Copper sheet is expensive. I wonder if another kind of metal would work? You wouldn't have a scrap laying around woud you?


----------



## killer13 (Aug 24, 2005)

LivingDeadGuy said:


> Copper sheet is expensive. I wonder if another kind of metal would work? You wouldn't have a scrap laying around woud you?


no sorry. you can also use brass. i found a good place for that is your local train hobby store.


----------



## LivingDeadGuy (Nov 22, 2008)

Hobby Lobby has copper too. Just found out. Now all I need is some plexiglass blades!


----------



## Kenpilot (Jul 9, 2007)

killer13 said:


> Thanks! I have since 'distressed' the glove. It looks a lot more movie-esque.

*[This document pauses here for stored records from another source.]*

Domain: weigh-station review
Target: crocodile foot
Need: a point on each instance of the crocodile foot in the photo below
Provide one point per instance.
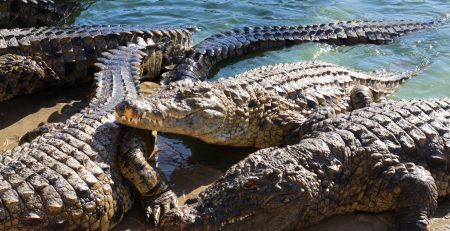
(159, 207)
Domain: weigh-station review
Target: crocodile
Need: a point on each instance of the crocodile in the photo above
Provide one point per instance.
(35, 13)
(73, 176)
(260, 107)
(199, 61)
(60, 56)
(373, 159)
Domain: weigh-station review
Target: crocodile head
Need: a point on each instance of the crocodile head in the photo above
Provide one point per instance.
(266, 191)
(197, 111)
(215, 113)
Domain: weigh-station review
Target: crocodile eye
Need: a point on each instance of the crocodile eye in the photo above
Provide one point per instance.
(208, 94)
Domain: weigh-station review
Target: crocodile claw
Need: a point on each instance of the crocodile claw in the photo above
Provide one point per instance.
(160, 206)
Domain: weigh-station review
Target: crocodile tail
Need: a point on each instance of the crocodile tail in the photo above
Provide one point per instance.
(237, 42)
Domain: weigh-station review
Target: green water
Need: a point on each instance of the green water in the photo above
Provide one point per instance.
(215, 16)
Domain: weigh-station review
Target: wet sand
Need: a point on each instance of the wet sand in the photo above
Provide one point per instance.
(188, 163)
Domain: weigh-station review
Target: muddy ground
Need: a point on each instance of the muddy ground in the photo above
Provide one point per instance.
(189, 173)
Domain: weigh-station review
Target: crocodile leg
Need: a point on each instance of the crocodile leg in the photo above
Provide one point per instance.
(411, 213)
(134, 153)
(21, 75)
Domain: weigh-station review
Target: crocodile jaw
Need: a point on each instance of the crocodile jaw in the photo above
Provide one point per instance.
(151, 114)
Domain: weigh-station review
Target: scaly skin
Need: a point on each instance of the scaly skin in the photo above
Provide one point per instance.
(372, 160)
(70, 52)
(32, 13)
(197, 64)
(68, 177)
(258, 108)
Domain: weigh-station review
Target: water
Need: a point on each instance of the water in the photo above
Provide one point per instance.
(215, 16)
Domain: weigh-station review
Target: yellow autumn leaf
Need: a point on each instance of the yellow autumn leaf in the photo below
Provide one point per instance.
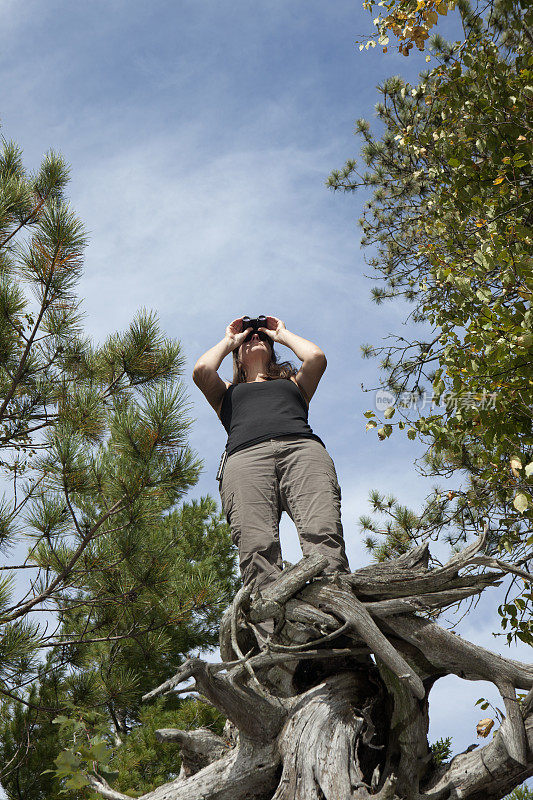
(484, 727)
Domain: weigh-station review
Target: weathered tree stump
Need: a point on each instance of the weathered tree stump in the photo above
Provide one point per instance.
(334, 705)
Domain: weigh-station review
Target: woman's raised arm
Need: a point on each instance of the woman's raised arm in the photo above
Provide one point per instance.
(205, 373)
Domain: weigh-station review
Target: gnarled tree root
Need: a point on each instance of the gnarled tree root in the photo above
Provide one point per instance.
(334, 706)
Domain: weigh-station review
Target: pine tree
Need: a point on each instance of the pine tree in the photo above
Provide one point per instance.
(449, 227)
(120, 581)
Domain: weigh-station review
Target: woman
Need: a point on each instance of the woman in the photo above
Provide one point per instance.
(275, 462)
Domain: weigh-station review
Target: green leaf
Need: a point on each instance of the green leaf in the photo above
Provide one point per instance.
(521, 502)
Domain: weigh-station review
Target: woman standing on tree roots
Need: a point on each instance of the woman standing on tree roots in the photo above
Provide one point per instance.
(274, 461)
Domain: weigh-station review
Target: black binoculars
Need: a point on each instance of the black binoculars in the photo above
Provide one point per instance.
(255, 324)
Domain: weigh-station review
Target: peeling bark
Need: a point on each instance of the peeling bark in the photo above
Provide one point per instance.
(335, 704)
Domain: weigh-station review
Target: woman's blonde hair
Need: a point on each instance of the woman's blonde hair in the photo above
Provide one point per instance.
(274, 370)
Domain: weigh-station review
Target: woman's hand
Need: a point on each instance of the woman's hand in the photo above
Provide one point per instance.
(235, 334)
(275, 329)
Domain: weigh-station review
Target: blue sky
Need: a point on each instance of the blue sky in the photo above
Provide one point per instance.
(200, 135)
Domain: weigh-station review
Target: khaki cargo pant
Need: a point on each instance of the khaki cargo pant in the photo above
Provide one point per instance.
(292, 474)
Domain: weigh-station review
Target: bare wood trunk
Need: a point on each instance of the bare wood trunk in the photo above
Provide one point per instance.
(335, 704)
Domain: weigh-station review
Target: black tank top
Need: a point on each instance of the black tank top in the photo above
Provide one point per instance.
(260, 410)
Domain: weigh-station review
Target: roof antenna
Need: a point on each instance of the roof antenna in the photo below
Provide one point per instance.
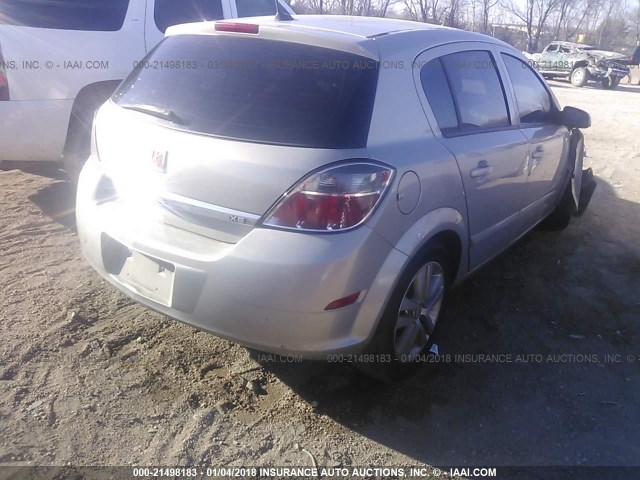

How did you distress the glove and do you have pics of it after you distressed it??? Great looking prop btw


----------



## killer13 (Aug 24, 2005)

When I first finished the glove it was shiny copper and looked brand new, including the leather.
For the copper I rubbed my fingers all over making sure I covered every inch. Doing that put my skin oils all over it helping the copper tarnish. I also randomly applied heat to the copper, which discolored it even more.
For the leather glove I cut and frayed the wrist portion and then used some black shoe polish to "dirty" up the leather.

I will post pics soon.


----------



## Kenpilot (Jul 9, 2007)

killer13 said:


> When I first finished the glove it was shiny copper and looked brand new, including the leather.
> For the copper I rubbed my fingers all over making sure I covered every inch. Doing that put my skin oils all over it helping the copper tarnish. I also randomly applied heat to the copper, which discolored it even more.
> For the leather glove I cut and frayed the wrist portion and then used some black shoe polish to "dirty" up the leather.
> 
> I will post pics soon.


Awesome, thanks Killer!


----------



## Terror Tom (Nov 3, 2008)

Very nice work.


----------



## DeathClutch (May 16, 2010)

Very nicely done.


----------



## keaganater (Jan 19, 2011)

if you use a propane torch to distress the metal, and grease, it makes the hinge turn easier


----------



## Misdomt (Oct 26, 2010)

That is fantastic. Great Job. I've always wanted a Freddy glove, so after Halloween, I bought a plastic replica. it looks pretty good, but now.... boooahahhahah. I think i'm gonna try to make yours. (Now, where do I get some magnesium to make those sparks Hmmmm.)


----------



## killer13 (Aug 24, 2005)

Thanks! Yeah that would be cool to rig up a glove to spark when you dragged it along a metal surface!


----------



## Predator35 (Nov 8, 2010)

awesome job...........


----------